TrapNet: Model Inversion Defense via Trapdoor

Wanlun Ma, Derui Wang, Yiliao Song, Minhui Xue, Sheng Wen, Zhengdao Li, Yang Xiang

Published: 2025, Last Modified: 06 May 2026IEEE Trans. Inf. Forensics Secur. 2025EveryoneRevisionsBibTeXCC BY-SA 4.0

Abstract: Model inversion (MI) attacks, for which effective defense strategies are still lacking, pose significant risks to privacy by reconstructing private training data through access to well-trained classifiers. Addressing this concern, this study introduces TrapNet, designed to defend against advanced MI attacks while maintaining good model utility. TrapNet intentionally injects trapdoors into the classification manifold of the protected target model.

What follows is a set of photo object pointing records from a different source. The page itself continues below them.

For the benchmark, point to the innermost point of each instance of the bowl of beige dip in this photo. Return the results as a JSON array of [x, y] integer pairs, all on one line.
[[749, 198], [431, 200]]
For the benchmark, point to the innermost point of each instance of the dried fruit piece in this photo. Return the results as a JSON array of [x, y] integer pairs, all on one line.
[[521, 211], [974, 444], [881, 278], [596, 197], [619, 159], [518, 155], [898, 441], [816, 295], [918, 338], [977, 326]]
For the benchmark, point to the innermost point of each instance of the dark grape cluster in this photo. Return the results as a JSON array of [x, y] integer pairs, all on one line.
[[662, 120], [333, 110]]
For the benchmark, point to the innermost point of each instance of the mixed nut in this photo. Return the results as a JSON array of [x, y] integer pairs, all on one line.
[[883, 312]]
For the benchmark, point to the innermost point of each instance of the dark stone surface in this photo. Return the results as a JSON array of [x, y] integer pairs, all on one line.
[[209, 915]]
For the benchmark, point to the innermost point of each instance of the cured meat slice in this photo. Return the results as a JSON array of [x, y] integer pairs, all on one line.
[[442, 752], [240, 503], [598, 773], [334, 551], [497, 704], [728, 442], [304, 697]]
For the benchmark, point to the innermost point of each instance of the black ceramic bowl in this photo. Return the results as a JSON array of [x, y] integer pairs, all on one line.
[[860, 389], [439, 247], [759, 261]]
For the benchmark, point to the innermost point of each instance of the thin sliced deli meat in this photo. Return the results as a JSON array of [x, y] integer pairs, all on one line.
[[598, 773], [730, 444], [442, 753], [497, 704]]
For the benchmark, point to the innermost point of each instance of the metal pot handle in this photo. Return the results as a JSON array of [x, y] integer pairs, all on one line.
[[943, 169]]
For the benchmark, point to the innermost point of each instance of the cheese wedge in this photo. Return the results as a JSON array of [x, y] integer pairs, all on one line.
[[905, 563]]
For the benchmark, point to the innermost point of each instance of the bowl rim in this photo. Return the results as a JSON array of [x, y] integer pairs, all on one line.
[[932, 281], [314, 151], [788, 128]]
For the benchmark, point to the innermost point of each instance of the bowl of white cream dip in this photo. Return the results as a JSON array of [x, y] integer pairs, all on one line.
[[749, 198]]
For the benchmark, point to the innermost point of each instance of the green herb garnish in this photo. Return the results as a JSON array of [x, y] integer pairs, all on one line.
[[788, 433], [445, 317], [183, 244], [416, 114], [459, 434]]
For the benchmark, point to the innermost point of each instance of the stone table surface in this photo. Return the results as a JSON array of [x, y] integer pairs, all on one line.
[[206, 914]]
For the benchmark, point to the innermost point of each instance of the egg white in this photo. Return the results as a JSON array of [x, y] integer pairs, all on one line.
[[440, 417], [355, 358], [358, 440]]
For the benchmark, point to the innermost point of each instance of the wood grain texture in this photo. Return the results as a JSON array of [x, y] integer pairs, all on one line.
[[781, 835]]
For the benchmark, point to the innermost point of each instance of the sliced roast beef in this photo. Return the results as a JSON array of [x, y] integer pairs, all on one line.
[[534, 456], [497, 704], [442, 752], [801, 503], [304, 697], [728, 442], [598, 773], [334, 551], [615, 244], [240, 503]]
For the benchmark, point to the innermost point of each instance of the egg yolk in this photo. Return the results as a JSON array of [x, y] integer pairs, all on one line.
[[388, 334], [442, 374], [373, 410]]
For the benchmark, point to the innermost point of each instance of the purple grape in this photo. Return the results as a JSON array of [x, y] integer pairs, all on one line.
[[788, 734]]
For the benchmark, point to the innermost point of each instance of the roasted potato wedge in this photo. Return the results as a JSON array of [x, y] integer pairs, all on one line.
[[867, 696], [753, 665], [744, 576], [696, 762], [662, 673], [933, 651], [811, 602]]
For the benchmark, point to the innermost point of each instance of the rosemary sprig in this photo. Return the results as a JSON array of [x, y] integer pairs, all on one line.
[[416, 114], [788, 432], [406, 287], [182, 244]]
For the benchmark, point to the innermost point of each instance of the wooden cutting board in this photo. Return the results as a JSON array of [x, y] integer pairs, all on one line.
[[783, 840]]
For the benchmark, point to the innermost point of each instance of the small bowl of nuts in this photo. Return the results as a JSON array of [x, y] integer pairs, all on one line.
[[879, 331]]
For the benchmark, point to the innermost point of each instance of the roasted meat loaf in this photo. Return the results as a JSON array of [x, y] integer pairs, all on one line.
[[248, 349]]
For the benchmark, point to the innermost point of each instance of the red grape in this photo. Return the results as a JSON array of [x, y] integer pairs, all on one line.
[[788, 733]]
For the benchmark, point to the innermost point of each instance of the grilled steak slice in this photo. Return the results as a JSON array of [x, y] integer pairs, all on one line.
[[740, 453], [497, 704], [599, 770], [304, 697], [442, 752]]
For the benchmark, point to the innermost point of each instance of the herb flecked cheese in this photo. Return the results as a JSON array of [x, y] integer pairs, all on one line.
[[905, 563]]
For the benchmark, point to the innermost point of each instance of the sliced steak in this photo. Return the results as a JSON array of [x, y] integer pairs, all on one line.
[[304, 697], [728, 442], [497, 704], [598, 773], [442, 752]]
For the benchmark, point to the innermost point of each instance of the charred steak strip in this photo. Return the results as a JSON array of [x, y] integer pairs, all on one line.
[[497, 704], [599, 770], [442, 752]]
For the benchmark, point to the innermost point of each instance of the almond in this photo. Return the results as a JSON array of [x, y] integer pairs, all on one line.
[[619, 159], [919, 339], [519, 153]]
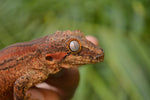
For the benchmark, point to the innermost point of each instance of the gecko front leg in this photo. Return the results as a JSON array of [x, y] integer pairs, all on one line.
[[26, 81]]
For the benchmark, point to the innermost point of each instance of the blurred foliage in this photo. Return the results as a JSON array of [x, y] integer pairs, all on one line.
[[121, 26]]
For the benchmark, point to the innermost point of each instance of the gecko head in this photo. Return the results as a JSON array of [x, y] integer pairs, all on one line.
[[71, 48]]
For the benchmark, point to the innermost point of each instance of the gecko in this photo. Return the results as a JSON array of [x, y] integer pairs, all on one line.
[[23, 65]]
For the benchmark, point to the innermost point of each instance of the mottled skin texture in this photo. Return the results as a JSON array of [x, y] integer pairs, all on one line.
[[23, 65]]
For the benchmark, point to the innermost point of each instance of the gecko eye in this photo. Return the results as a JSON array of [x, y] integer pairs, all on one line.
[[74, 46]]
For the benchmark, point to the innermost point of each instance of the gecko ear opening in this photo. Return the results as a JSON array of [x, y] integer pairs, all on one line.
[[49, 58]]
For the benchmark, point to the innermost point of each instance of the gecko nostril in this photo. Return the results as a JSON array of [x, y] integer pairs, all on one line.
[[98, 57], [49, 58]]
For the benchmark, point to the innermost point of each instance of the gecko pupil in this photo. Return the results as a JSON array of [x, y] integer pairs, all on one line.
[[49, 58], [74, 46]]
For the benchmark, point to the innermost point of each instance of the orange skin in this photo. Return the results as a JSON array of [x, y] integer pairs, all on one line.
[[23, 65]]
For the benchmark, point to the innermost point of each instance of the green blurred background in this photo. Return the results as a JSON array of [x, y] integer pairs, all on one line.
[[121, 26]]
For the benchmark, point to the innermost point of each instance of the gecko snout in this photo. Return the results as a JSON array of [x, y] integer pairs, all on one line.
[[99, 57]]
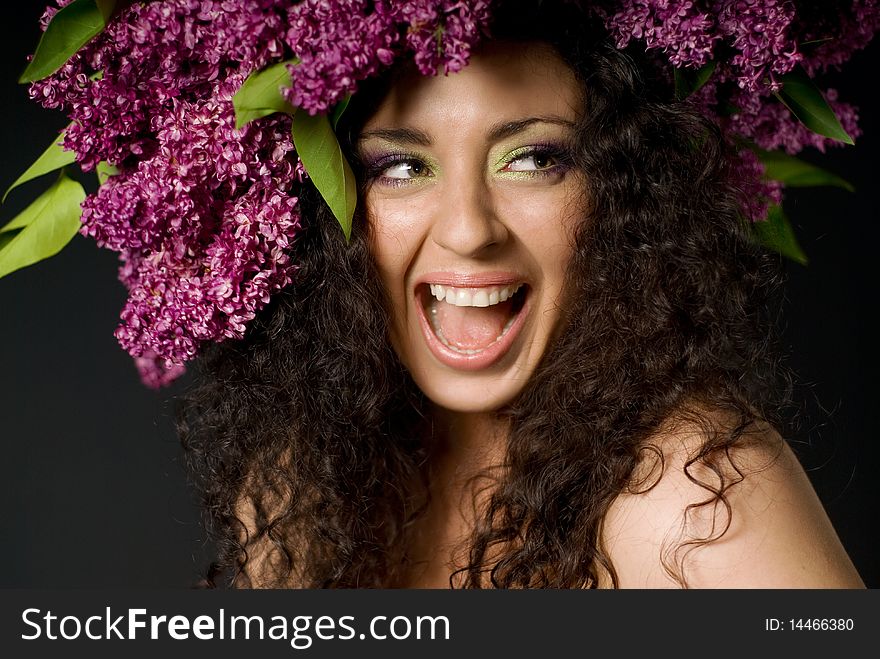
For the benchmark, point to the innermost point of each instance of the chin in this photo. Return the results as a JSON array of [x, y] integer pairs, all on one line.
[[467, 396]]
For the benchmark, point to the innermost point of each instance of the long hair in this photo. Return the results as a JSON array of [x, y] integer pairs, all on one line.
[[309, 439]]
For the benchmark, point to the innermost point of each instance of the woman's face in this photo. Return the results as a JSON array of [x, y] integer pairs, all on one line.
[[473, 201]]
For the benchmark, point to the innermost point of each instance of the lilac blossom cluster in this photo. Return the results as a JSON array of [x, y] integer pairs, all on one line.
[[338, 44], [752, 43], [203, 215]]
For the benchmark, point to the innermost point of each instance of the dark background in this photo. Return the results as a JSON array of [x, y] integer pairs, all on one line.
[[93, 488]]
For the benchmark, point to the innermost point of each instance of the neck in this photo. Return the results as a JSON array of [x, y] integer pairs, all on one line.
[[464, 444]]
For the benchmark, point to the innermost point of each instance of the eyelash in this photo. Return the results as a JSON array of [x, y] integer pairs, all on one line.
[[560, 156]]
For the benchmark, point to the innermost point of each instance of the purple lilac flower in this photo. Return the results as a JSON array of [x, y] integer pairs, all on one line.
[[203, 215], [771, 126], [339, 44], [759, 31], [756, 193], [829, 32], [677, 27]]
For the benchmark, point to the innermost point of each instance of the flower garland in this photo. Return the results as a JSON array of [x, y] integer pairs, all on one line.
[[202, 119]]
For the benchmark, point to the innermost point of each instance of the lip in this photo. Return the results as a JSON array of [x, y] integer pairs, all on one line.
[[471, 280], [493, 353]]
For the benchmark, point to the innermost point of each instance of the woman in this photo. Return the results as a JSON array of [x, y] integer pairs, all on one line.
[[544, 360], [547, 356]]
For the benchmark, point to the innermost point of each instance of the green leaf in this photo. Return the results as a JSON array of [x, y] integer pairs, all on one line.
[[105, 170], [321, 154], [777, 234], [44, 227], [795, 173], [687, 81], [68, 31], [6, 237], [260, 95], [55, 157], [338, 111], [806, 102]]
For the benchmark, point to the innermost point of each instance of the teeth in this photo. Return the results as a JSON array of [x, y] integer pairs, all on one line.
[[473, 297], [439, 333]]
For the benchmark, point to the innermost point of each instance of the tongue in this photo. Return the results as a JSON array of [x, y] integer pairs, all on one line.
[[472, 328]]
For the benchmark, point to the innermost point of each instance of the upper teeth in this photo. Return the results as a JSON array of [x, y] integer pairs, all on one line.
[[473, 297]]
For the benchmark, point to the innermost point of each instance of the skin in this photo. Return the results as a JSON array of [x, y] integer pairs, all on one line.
[[459, 196]]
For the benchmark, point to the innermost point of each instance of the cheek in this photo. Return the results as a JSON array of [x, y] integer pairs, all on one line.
[[394, 244]]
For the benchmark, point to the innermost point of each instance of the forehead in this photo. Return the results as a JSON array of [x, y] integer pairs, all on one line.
[[505, 81]]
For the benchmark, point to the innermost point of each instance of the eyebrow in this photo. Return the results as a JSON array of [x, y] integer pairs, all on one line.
[[500, 131]]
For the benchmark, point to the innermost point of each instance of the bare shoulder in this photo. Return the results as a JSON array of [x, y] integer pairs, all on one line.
[[769, 530]]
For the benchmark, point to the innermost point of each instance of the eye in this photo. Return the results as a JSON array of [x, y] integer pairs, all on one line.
[[404, 169], [532, 162]]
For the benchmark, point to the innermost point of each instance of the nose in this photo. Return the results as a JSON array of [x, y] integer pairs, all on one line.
[[466, 222]]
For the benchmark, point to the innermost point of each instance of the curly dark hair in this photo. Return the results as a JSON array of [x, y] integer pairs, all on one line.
[[308, 438]]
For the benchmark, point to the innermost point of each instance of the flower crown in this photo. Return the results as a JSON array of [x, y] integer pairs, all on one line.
[[203, 118]]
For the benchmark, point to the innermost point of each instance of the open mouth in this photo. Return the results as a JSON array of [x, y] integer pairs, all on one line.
[[472, 327]]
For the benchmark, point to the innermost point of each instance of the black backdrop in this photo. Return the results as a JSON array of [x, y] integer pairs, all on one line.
[[93, 488]]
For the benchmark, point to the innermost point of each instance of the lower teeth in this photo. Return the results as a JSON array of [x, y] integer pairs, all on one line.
[[439, 333]]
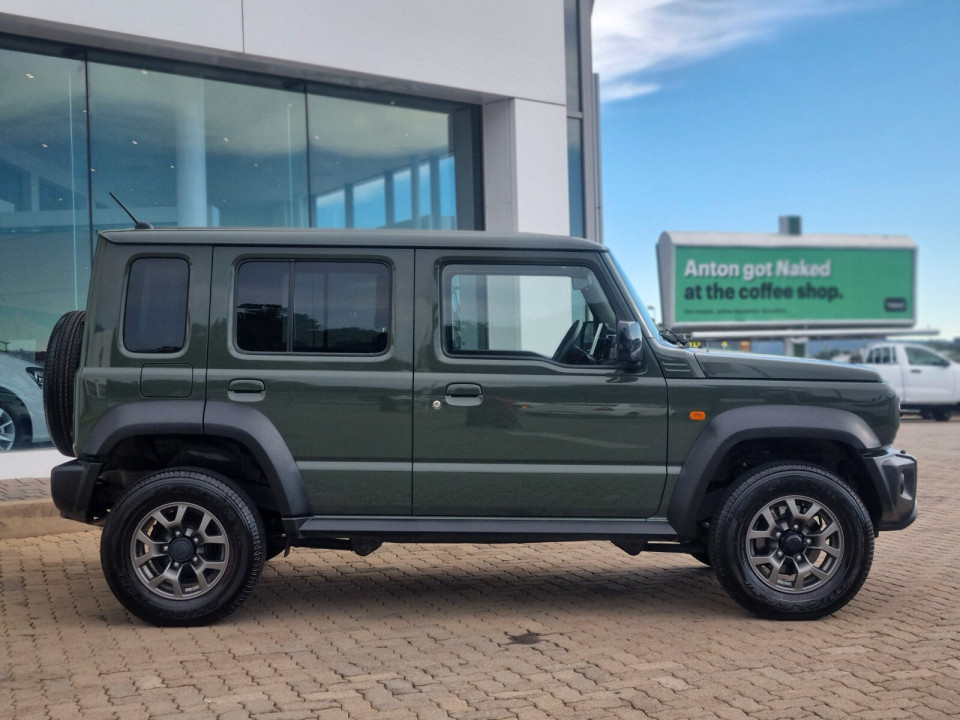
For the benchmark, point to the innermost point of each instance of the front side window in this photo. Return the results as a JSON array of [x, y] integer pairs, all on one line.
[[561, 313], [919, 356], [313, 307], [155, 314]]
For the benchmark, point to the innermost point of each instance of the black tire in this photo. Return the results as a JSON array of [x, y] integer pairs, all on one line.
[[205, 554], [792, 542], [59, 376], [14, 424]]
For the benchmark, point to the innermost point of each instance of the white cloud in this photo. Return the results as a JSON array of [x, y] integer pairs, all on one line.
[[631, 37]]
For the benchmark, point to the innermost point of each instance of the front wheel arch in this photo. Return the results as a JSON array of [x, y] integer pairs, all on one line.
[[182, 547], [791, 542]]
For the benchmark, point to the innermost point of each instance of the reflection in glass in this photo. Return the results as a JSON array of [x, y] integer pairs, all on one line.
[[44, 220], [575, 169], [196, 152], [393, 164]]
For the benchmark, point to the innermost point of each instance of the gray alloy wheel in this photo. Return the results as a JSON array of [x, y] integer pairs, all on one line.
[[182, 547], [180, 551], [794, 544]]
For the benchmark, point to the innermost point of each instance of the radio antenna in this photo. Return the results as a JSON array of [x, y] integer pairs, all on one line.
[[136, 223]]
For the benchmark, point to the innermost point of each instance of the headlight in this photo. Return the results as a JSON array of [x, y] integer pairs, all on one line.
[[37, 375]]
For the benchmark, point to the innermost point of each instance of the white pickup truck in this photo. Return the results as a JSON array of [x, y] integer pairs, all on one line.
[[925, 381]]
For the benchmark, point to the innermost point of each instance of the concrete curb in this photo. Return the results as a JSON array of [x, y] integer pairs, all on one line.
[[34, 518]]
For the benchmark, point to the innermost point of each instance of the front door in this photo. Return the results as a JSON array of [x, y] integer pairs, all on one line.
[[520, 408]]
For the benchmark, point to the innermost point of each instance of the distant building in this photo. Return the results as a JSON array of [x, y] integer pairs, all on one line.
[[416, 114]]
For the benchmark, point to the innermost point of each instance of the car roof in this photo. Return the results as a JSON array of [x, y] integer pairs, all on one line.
[[460, 239]]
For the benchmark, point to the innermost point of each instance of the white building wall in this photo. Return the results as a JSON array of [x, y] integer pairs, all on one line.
[[506, 54]]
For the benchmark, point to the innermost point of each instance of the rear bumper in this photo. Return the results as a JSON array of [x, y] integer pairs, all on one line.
[[894, 476], [71, 487]]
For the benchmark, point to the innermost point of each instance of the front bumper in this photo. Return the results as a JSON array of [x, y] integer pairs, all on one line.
[[894, 475]]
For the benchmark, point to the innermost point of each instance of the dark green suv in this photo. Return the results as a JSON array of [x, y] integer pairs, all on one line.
[[230, 393]]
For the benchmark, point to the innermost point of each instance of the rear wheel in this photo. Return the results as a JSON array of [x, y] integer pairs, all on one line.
[[792, 542], [182, 548]]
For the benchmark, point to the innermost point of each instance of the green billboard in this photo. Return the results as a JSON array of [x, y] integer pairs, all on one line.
[[819, 284]]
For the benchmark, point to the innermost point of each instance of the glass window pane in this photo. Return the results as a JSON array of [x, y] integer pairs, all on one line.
[[45, 240], [575, 170], [370, 203], [155, 314], [359, 147], [331, 210], [195, 152], [263, 297], [403, 198], [341, 307]]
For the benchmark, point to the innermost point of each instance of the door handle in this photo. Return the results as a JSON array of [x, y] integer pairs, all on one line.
[[246, 390], [464, 394]]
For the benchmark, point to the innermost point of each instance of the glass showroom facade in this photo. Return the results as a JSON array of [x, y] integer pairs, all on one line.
[[193, 146]]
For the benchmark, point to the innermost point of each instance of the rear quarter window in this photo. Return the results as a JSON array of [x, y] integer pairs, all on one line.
[[155, 310]]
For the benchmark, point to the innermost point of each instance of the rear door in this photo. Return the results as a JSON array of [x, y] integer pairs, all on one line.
[[519, 408], [319, 341]]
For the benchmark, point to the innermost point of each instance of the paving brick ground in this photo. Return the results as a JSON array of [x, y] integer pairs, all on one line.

In this way, TrapNet can effectively mislead MI attack optimization. Specifically, TrapNet leverages a conditional GAN (cGAN) trained on the private dataset to generate diverse and realistic trapdoor samples. In addition, we propose a graph-matching self-obfuscation strategy and an entropy regularization technique to optimize trapdoor injection while preserving model utility. Compared to the existing defense, TrapNet can provide universal protection to all target classes without access to any auxiliary public data. Extensive experiments on CelebA, VGG-Face, and VGG-Face2 datasets demonstrate TrapNet’s superior performance over existing defenses, including the most advanced NetGuard and BiDO, against state-of-the-art model inversion attacks, i.e., PLG-MI, LOMMA, and Plug&Play.